Similar to bottoms-up, this lowers both the barrier and the risk for buyers and offers tremendous upside for vendors. Today’s best SaaS companies grow not because there are a bunch of seats going unused, but because their customers are growing and happily spending more on their software as they do. This is a great focusing function for salespeople: let everything else melt away and just focus on driving usage—the best measure of success we have in the world of software.

In The Field > Data Field
Updating the CRM system has been the scourge of sellers for the past thirty years. Whether it’s Siebel or Salesforce, salespeople were required to keep the rest of the organization informed of their progress. While this was pitched as helpful to sellers, and sometimes it was a good forcing function, mostly it existed to ensure as accurate a forecast as possible. CRM became a system for managers, not reps.
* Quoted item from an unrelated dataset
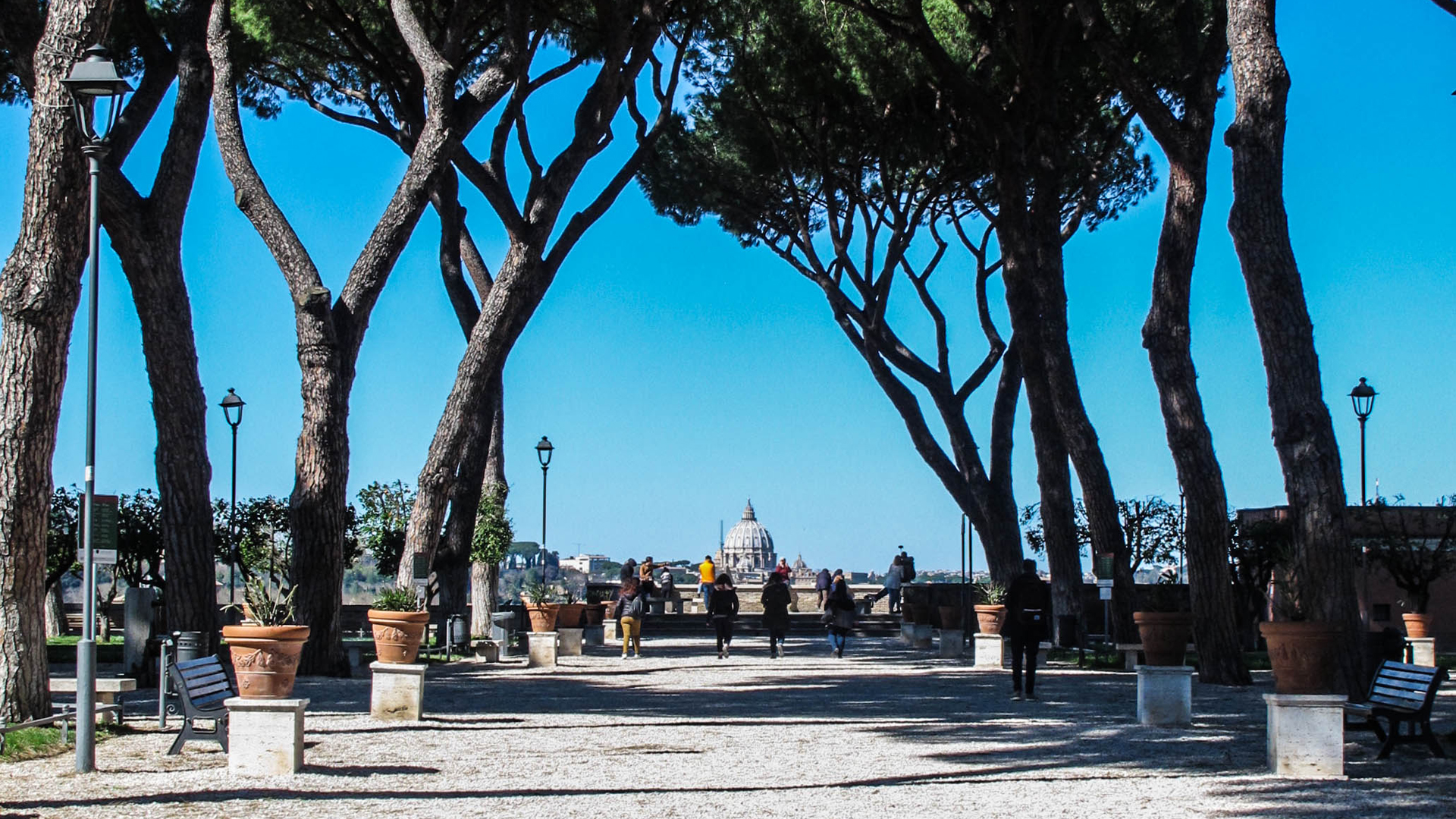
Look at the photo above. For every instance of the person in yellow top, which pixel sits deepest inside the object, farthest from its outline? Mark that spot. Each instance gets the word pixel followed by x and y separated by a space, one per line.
pixel 707 573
Over the last few years, a few things have happened that have started to change this dynamic and we think this trend will continue to accelerate. First, the state of APIs and the open-platform approach of Salesforce has meant that all data can fairly easily flow into opportunity records. As a result, new companies have popped up with the sole intention of taking actual sales activity—the interactions, emails, meetings—and finding ways to use that data to dynamically update records without pushing salespeople to sign in and fill out the fields themselves. Second, the sheer amount of data that now exists around prospect and customer behavior has meant that most organizations have adopted data warehouses to stitch everything together. Some of that data gets fed back into CRM, while all of it is available in BI tools. This leads to a situation where, for most organizations, the most accurate records now exist in their warehouse, not their CRM. Finally, the idea of a portal like CRM being your operating system has been overtaken by Slack and Teams. Those are the places work is happening (even more so in our newly remote world) and increasingly everything needs to be able to move in and out of those spaces.

If you want evidence of all this, look no further than Salesforce itself. They’ve obviously famously invested in APIs through the Force.com platform. But then, in addition, they’ve spent almost $43.5 billion over the last eighteen months to buy a BI tool in Tableau and a work operating system in Slack. If that’s not an indication that they recognize the need for data to freely move, I don’t know what is.

Put together this creates a much more seller-centric world and ideally leads to more time selling in the field and less time filling them out.

Conclusion
When you boil all these forces down it actually comes back to another thing Jeff Bezos said in that same 2012 conversation: “if we can arrange things in such a way that our interests are aligned with our customers, then in the long term, that will work out really well for customers, and it'll work out really well for Amazon.” Better alignment means shared success, you win when your customers win.

That’s what’s happening in enterprise software and it’s a massive threat for those stuck in the past and a huge opportunity for those willing to embrace the future. In Star Wars, The Force was an energy field created by all life that connected everything in the universe. The future is bright for those who learn to harness these forces.